На цементном полу, и между цементными стенами, и даже у железной двери росли напластования будущей кислой капусты; новые порции капусты с короткими интервалами забивали загрузочное отверстие и застили мне, пока я не расчищал лопатой люки, белый свет, в воздухе же стали заметно скапливаться испарения рассола, который согревался под давлением. Я поддерживал сей химический процесс, чистыми ногами спрессовывая изрубленную капусту снова в плотную массу. Я топтался почти на одном месте, но каким-то образом передвигался по всей поверхности капусты, пока не засыпали новую порцию, выжимая тем самым из подвала остатки воздуха, а потом капусту стали подавать так часто и мне пришлось ее так быстро утрамбовывать, что я решил произвести подсчет, после какой порции в бункере не останется больше пространства, где я мог бы сохранять вертикальное положение, и когда придется мне, если я захочу высвободить для себя хоть чуточку места, перейти на укатывание, обратившись тем самым в некую штуковину, какая и в страшном сне не привидится, а именно в капустный каток, катающийся туда-сюда по подвалу варшавской тюрьмы.

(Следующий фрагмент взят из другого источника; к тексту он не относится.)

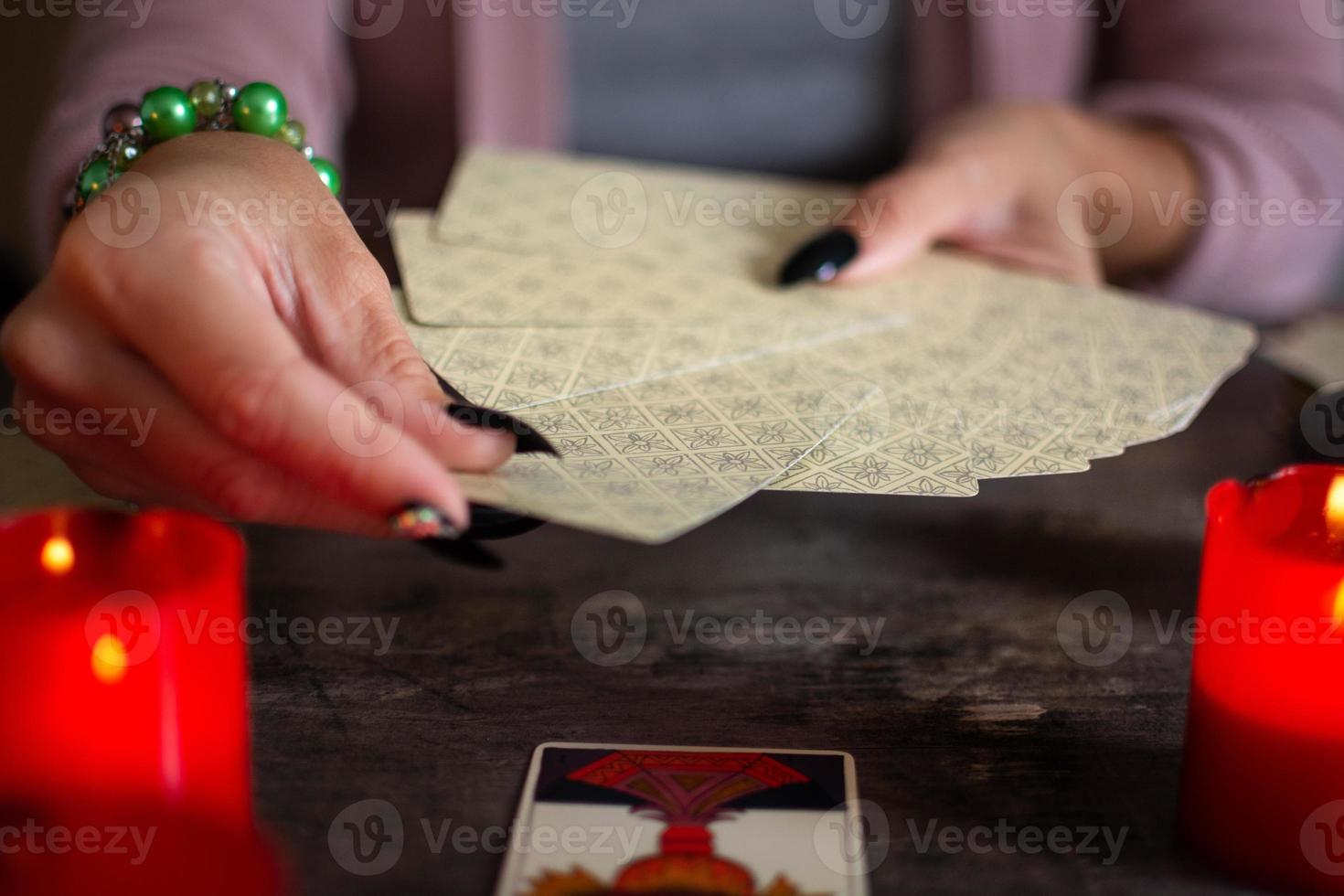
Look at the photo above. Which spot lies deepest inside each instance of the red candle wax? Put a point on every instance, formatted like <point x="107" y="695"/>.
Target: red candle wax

Жутковатым этим мыслям я на какое-то время перекрыл доступ в свое сознание, попытавшись сосредоточиться на иных расчетах: сколько капусты я своим топтанием подготовил к переходу в другое состояние, сколько было кочанов и метров квадратных капустного поля, сколько приходится кочанов на квадратный метр, два или четыре, ну, скажем, три, три на квадратный метр, получается триста на сотку, тридцать тысяч на гектар, было ли здесь уже тридцать тысяч, вряд ли, но четверть этого количества, пожалуй, да, как раз морген капусты, вполне может быть, я утрамбовал целый морген капусты, превратив ее в кислую, такое не каждый может сказать о себе.
Так оно и есть, только одно еще оставалось неясным: смогу ли я рассказать о своих подвигах, смогу ли я кому-нибудь рассказать об этих подвигах. Ведь если я буду лежать сквашенный в рассоле…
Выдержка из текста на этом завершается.